E, poiché il biocarburante può essere prodotto localmente, ciò significherebbe meno interruzioni nella filiera di fornitura del carburante. Inoltre, provoca un calo della domanda di carburante che porterà a prezzi più convenienti per i consumatori.

La Controversia sui Biocarburanti

Tuttavia, il biocarburante ha le sue controversie. Uno studio del 2016[4] suggerisce che, al contrario delle precedenti affermazioni, i biocarburanti possono potenzialmente causare un aumento delle emissioni di anidride carbonica. Inoltre, questo studio ha anche scoperto alcune emissioni di gas a effetto serra prodotte dalla lavorazione della materia prima e dal biocarburante stesso.

E non è tutto. Secondo altri risultati, i biocarburanti emettono all'incirca la stessa quantità di anidride carbonica del carburante normale. Inoltre, si sostiene che la coltivazione di mais e soia per la produzione di biocarburanti abbia potenzialmente causato lo spiazzamento di altre colture.

I biocarburanti hanno i loro lati positivi e negativi, ma come fa la canapa a rientrare in tutto questo?

La Canapa è il Biocarburante più Efficiente?

Dato che siamo in tema di risorse sostenibili e rinnovabili, perché non fare un ulteriore passo avanti? È qui che entra in gioco la canapa e il potenziale apparentemente enorme della sua variazione di biocarburanti.

L'industria automobilistica non è estranea all'uso della canapa. Grandi marchi automobilistici come BMW, Ford, Mercedes e Volkswagen hanno iniziato ad utilizzare la pianta per componenti interni come cruscotti e pannelli delle porte.

In termini di alimentazione del veicolo stesso, il biocarburante di canapa è stato considerato un'opzione efficiente. Ma è il più efficiente? Diamo un'occhiata a come si comporta per quanto riguarda i due principali tipi di biocarburante.

Etanolo di Canapa

L'uso della canapa per la produzione di etanolo riduce il potenziale problema dell'utilizzo di troppe fonti di cibo come mais e grano. Infine, questo rende la produzione alimentare più efficiente riducendo al minimo le interruzioni.
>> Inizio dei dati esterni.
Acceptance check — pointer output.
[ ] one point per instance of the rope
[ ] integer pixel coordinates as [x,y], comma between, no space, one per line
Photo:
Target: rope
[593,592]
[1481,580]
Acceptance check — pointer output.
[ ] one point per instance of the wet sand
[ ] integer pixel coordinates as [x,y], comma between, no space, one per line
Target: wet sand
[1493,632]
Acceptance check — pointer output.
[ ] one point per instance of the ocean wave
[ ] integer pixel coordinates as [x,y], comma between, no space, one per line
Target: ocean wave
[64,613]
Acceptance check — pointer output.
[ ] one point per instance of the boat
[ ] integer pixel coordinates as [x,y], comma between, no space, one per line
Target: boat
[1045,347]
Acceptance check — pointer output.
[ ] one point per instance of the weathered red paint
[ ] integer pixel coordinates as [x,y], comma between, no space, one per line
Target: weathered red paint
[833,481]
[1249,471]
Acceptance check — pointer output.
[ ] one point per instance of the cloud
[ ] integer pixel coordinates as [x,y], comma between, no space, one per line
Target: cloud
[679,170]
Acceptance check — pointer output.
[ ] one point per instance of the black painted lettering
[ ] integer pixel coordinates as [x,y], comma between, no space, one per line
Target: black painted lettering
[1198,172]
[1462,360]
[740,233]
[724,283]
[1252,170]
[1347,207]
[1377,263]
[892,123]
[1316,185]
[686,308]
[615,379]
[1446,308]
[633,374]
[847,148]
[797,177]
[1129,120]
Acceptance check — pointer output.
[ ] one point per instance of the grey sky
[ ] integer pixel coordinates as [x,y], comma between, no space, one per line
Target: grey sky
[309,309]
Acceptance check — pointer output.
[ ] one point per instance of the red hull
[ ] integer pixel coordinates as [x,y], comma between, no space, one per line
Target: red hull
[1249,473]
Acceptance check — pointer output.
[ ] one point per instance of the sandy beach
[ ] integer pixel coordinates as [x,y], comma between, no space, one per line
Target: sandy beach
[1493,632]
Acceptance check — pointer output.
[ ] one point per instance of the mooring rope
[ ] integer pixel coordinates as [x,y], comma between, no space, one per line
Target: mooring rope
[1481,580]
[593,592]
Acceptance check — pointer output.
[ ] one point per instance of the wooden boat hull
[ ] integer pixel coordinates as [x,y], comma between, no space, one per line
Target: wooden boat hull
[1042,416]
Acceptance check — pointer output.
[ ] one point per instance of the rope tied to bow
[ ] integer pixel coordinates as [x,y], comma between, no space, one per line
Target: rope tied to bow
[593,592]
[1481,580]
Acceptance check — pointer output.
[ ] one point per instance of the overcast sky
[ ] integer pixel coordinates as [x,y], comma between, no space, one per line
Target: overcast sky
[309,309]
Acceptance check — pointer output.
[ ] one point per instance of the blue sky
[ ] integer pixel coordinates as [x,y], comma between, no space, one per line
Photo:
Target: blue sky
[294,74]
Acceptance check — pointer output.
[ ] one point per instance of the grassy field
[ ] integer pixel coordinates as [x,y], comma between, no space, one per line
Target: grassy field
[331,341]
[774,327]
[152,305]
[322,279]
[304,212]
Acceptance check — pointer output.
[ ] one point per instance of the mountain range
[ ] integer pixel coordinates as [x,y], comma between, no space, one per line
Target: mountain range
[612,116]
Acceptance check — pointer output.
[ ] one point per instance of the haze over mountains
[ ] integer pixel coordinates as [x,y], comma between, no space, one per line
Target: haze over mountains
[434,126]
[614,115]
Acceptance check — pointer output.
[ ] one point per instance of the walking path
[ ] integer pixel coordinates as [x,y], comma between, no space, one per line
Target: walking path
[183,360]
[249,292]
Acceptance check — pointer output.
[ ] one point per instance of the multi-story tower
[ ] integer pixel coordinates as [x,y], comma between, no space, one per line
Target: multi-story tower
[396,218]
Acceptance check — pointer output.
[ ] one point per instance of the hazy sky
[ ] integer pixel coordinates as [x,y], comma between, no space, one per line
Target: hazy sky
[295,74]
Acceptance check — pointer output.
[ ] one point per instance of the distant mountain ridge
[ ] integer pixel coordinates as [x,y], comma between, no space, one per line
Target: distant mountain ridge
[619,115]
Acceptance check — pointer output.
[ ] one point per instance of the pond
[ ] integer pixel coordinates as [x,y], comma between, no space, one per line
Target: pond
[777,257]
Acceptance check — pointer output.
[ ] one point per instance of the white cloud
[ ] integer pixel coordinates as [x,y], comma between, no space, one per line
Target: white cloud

Allo stesso tempo, la canapa è molto più facile da coltivare rispetto ad altre colture alimentari. Sono come le erbacce che possono prosperare in condizioni di qualità inferiore.

Biodiesel di Canapa

Il biodiesel di canapa presenta diversi vantaggi rispetto alle sue controparti. Come suggerisce uno **studio del 2015[5], è “molto più pulito” rispetto ai biocarburanti di soia e colza.

Il biodiesel di canapa ha anche un punto di infiammabilità più elevato, ovvero la temperatura alla quale brucia. Per questo motivo, è molto più facile da immagazzinare, trasportare e maneggiare in generale.

I Vantaggi Economici del Biocarburante di Canapa

Oltre a quelli che abbiamo menzionato, l'uso del biocarburante di canapa presenta molti altri vantaggi. Il più grande è la sua capacità di crescere su ciò che alcuni chiamano “terra marginale”. Questo è fondamentalmente un pezzo di terra con una qualità del suolo scadente che è stato probabilmente inquinato da precedenti progetti industriali.

In poche parole, la canapa richiede una manutenzione molto bassa e dovrebbe prosperare anche in condizioni di terreno sfavorevoli.

Comunque, quando si sceglie di utilizzare la canapa per i biocarburanti ci sono anche altri vantaggi.

  • Minima Necessità di Fertilizzanti

La maggior parte delle colture richiede una quantità generosa di fertilizzante del suolo per crescere bene. Il problema è che la maggior parte dei fertilizzanti contiene sostanze inquinanti che finiscono per contaminare l'acqua. A loro volta, queste possono sconvolgere l'ecosistema marino uccidendo i pesci e contaminando le riserve idriche.

Tuttavia, le piante di canapa non hanno bisogno di un'elevata fertilità del terreno, il che significa che possono fare a meno di queste sostanze chimiche. Ci si può aspettare raccolti abbondanti con solo una piccola quantità di nutrienti.

  • I Nutrienti Vengono Restituiti al Terreno

Non solo la canapa richiede una fertilizzazione minima, ma restituirà anche i nutrienti al terreno. Infatti, circa il 70% ritorna nel terreno sia durante che dopo il ciclo di crescita.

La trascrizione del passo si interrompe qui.